Indian actor (born 1989)

Pearl V Puri (born 10 July 1989) is an Indian television actor. He is best known for playing Mahir Sehgal in Naagin 3 and Raghbir Malhotra in Bepanah Pyaar. He made his Hindi film debut in the 2023 film Yaariyan 2.

==Early life==
Pearl V Puri was born on 10 July 1989 in Chhindwara, Madhya Pradesh, into a Punjabi Khatri family to Vipin Puri and Pummy Puri. He has an elder sister Reet Vohra aka Quety Puri. Puri started his schooling at Maharishi Vidya Mandir Public School, Chhindwara. After a few years his family moved to Agra, Uttar Pradesh where he was enrolled at Raghendra Swarup Public School.

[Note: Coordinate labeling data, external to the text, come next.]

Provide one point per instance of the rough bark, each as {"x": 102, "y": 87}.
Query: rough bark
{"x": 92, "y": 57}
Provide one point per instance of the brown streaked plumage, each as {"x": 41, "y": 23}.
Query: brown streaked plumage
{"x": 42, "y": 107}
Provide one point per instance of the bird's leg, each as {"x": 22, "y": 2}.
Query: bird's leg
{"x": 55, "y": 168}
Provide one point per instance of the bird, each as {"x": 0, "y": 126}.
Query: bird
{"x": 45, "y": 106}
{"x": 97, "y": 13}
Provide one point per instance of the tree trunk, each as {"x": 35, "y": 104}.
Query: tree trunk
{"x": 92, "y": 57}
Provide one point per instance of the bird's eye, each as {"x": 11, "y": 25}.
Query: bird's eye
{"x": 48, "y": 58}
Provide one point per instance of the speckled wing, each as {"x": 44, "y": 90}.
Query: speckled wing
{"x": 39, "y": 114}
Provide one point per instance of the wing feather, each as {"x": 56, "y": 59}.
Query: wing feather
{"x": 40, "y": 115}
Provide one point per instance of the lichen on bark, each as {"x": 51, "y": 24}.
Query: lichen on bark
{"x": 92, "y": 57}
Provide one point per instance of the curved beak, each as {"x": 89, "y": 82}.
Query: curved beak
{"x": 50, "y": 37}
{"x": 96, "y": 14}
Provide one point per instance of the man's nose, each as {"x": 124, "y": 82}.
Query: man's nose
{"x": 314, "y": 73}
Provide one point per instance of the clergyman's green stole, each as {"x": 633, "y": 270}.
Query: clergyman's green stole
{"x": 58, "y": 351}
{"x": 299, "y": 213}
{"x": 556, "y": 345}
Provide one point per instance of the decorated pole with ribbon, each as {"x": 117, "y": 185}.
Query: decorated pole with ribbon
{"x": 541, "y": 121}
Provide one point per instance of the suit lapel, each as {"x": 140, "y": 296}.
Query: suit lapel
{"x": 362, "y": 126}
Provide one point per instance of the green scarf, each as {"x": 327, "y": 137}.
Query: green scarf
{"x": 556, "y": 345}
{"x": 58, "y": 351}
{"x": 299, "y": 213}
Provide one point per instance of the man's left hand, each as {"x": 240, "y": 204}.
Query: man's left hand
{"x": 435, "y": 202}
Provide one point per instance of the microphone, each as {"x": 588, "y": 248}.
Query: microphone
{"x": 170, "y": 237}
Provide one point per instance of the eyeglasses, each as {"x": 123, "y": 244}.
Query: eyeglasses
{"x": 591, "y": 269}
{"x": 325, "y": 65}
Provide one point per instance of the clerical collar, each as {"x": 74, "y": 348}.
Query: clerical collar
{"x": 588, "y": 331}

His father wanted him to join their family business but his mother supported his decision of becoming an actor. He began his career as a model and appeared in several commercials for various brands like Maruti Ritz, Fair One Cream, Pizza Hut.

Puri's father died in October 2020 following a heart attack.

==Personal life==
Puri was in a 9 year-long relationship with a girl from Agra when he was in 10th standard. However the couple broke up after he left home to pursue his acting career.

== Career ==
=== 2013–2017: Initial struggles ===
Puri made his acting debut on television as Ajay Tiwari in Dil Ki Nazar Se Khoobsurat (2013) on Sony TV. Following a cameo in Colors TV's Rangrasiya, he bagged his first leading role in the musical romantic drama Phir Bhi Na Maane...Badtameez Dil on Star Plus opposite Asmita Sood as Abeer Malhotra, a successful charming rockstar. Although the show ran for just 5 months, he gained recognition for his role as Abeer that earned him a Best Fresh New Face (Male) nomination at Indian Telly Awards. The show first aired on TV and later on Hotstar.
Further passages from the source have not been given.